In the Taiwan / China analogy, which I do t think even applies very well to premodern empires, you’re the one insisting Taiwan is China.

No I'm not, because I'm basing my argument on continuity with the location, not the line of succession for government. I have no idea how that isn't clear. Thus:

The Byzantine Empire could reasonably call themselves "Roman" at first, because they were the eastern part of the Roman Empire. At some point after the city of Rome fell, there was no Roman Empire because such an empire would have to include Rome. The prestige, power etc is irrelevant.

Taiwan is not China, even though the people are originally from China and consider themselves Chinese, because they don't occupy China. The prestige, power etc is irrelevant.

It doesn't matter what people call themselves, where they came from originally, or whether they are stronger than some other group. It is purely the location which matters.

Taiwan considers themselves to be Chinese (and the legitimate Chinese government at that), but nobody else does. Possession matters.

I’m not sure this supports the point you’re trying to make.

It is obviously true that (modulo a small population of foreigners and Taiwanese aboriginals) virtually all inhabitants of Taiwan today are descended from people who came from China. And if you’ve ever paid a visit to the National Palace Museum in Taipei, you’d know that there’s a very real sense in which the people of present-day Taiwan are the heirs to, and the custodians of, the Chinese civilizational patrimony. Perhaps not uniquely so—the overseas Chinese of Malaysia and Singapore, and of course the mainland Chinese, have similar claims, with varying degrees of plausibility—but then again, no one said that the Romanians or the inhabitants of minor outlying islands in the Aegean were the only surviving Sons of Romulus, either.

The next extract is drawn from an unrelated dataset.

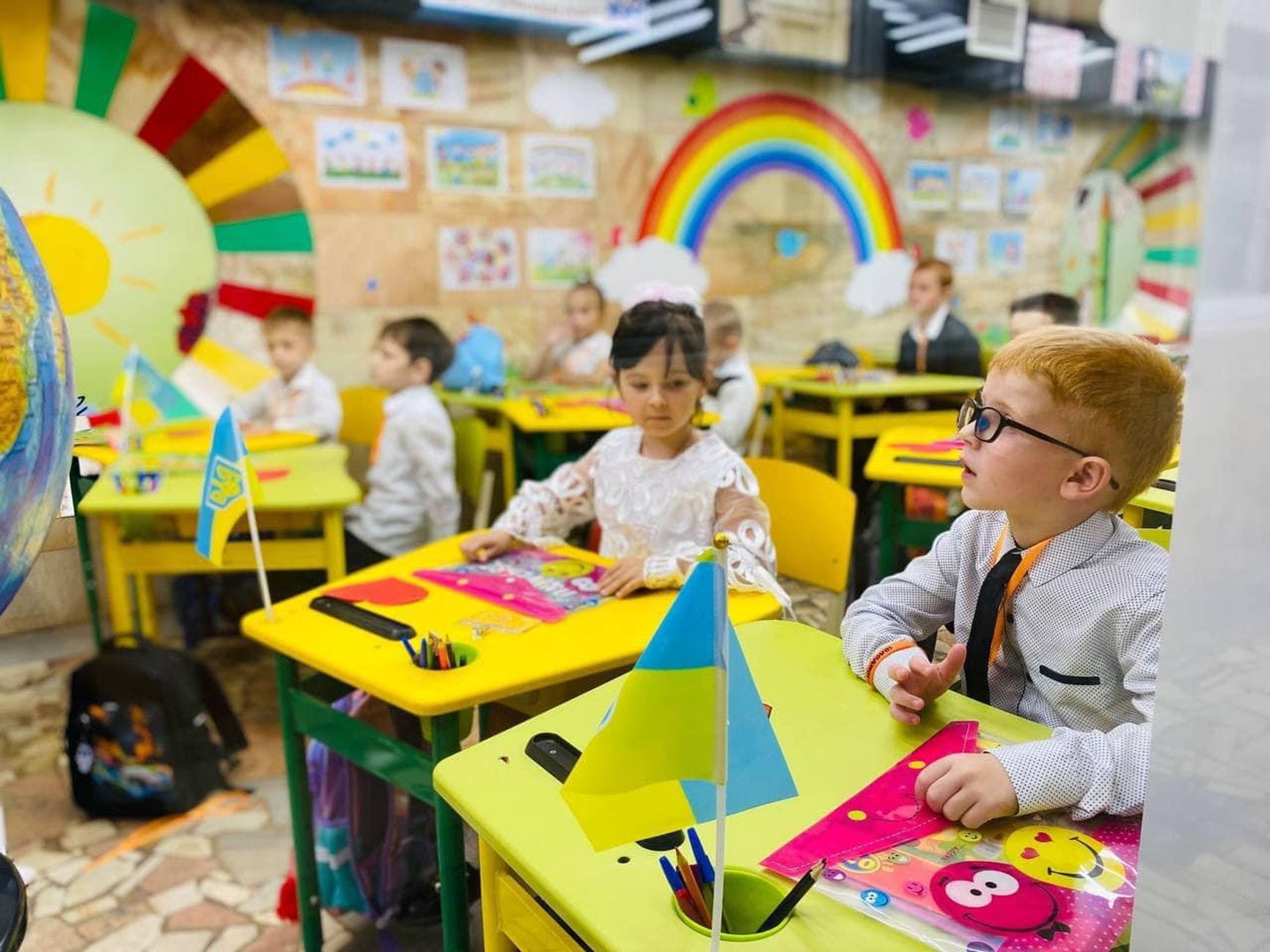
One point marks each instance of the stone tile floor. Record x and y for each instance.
(210, 886)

The difference is that the PRC only really cares about the KMTs dispute of continuity of government from the 1911 Xinhai revolution, which is the theoretical successor to the Imperial China polity and its associated territorial claims. Cultural successors to different time/regions of China include the San Francisco and Flushing Chinatowns which practice the Cantonese ways of the 1800s, the Thai Chinese who practice a syncretic Thai-Teochew pattern of especially gaudy taoism (other southeast Asians are migrants who hold little affection for the mainland), and even the Joseon who at one point proclaimed they were the successors/avengers of Ming China following the Manchu conquest of the Han. Yet all of these are unimportant to the PRC because no one else claims legitimacy over the mainland.

The KMT are in fact colonizers in the truest sense, being a foreign people (KMT nationalist government, soldiers and displaced Nanjing intellectuals) that displaced the local power structures and cultures (Ainu/Japanese colonial subjects+local bureaucrats) while acting as a disputed successor to a foreign regime that had not ruled over Taiwanese for half a century. These putonghua speaking nobles ran roughshod over the minnanyu speaking islanders who cared not for the squabbles of the mainland. That the KMT was entertaining thoughts of reclaiming mainland China through an Operation Revival style invasion of the Inner Sphere was the maim reason for the continual dispute between the PRC and ROC.

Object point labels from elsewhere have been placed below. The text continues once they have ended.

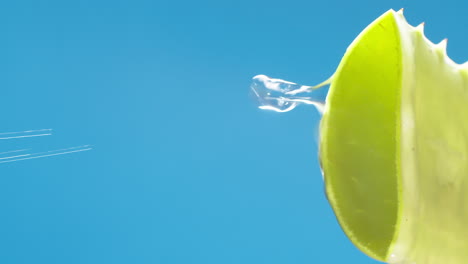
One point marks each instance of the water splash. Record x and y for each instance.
(283, 96)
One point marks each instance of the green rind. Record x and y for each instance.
(434, 154)
(359, 146)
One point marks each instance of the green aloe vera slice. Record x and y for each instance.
(394, 146)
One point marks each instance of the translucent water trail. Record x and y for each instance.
(283, 96)
(44, 154)
(24, 154)
(26, 134)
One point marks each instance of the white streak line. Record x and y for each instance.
(11, 151)
(46, 155)
(27, 131)
(17, 156)
(26, 136)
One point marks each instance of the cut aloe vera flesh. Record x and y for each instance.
(394, 146)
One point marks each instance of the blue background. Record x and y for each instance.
(185, 168)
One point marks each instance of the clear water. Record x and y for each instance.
(27, 153)
(283, 96)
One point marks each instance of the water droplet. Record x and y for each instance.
(283, 96)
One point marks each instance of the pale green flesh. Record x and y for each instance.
(359, 138)
(394, 146)
(434, 220)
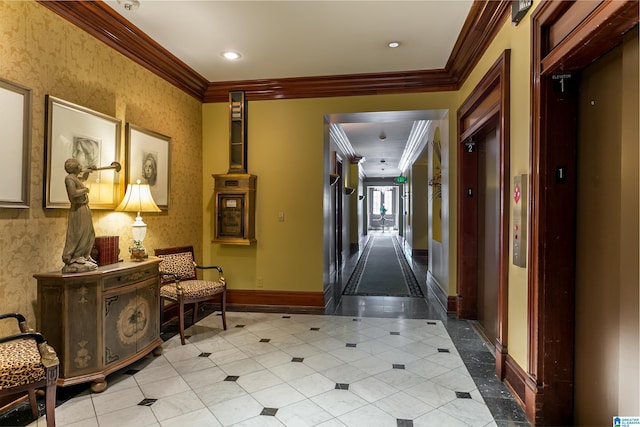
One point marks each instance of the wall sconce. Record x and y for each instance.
(138, 199)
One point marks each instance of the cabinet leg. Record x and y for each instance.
(98, 386)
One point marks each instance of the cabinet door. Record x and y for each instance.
(131, 320)
(148, 296)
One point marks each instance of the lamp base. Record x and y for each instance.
(138, 254)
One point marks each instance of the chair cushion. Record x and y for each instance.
(192, 289)
(20, 363)
(179, 263)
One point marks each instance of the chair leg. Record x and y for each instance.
(195, 313)
(181, 321)
(223, 308)
(50, 404)
(33, 403)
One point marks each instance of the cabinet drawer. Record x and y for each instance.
(127, 278)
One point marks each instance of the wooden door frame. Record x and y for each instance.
(565, 37)
(487, 106)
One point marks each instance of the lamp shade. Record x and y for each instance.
(138, 199)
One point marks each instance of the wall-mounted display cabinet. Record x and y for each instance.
(234, 221)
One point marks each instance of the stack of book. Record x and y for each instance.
(106, 249)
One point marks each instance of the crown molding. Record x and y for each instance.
(105, 24)
(98, 19)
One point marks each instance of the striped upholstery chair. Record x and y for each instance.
(26, 364)
(180, 283)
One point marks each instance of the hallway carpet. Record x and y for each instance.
(382, 270)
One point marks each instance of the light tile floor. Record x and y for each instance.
(271, 369)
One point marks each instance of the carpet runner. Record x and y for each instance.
(382, 270)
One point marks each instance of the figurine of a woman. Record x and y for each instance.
(80, 234)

Fast forward about 60 years and a LOT of cultural upheavals roiling the world, and the PRC obsession with the ROC seems less like actual intra-Chinese dynastic succession politics that basically characterized the vast majority of Chinese imperial history and more a consequence of a heavily interconnected world with a force of first resort actually able to project power to its vassals. The eastern roman themes draped the livery of Constantinople on their standards, but no levy of Aleppo trained with a Hellenic muster. By contrast the Taiwanese Armed Forces practically beg to be placed under the command and responsibility of their US friends, for force competency and blame absolution purposes. Whether this assessment is accurate or even shared by the PRC is unknown, but it certainly seems that Taiwans irredentist claims to the Qing holdings would not be maintained if Taiwan did not have the US 7th fleet nearby.

Sure I would agree that the people in Taiwan are descended from the Chinese (as the Byzantines were from the Romans). But that doesn't make them Chinese, any more than Australians are English because most of the population is descended from English convicts. Like I said, possession matters. Perhaps the first generation or even second generation of the Byzantines after the fall of Rome could legitimately claim to be Roman. But at some point, it doesn't hold water any more.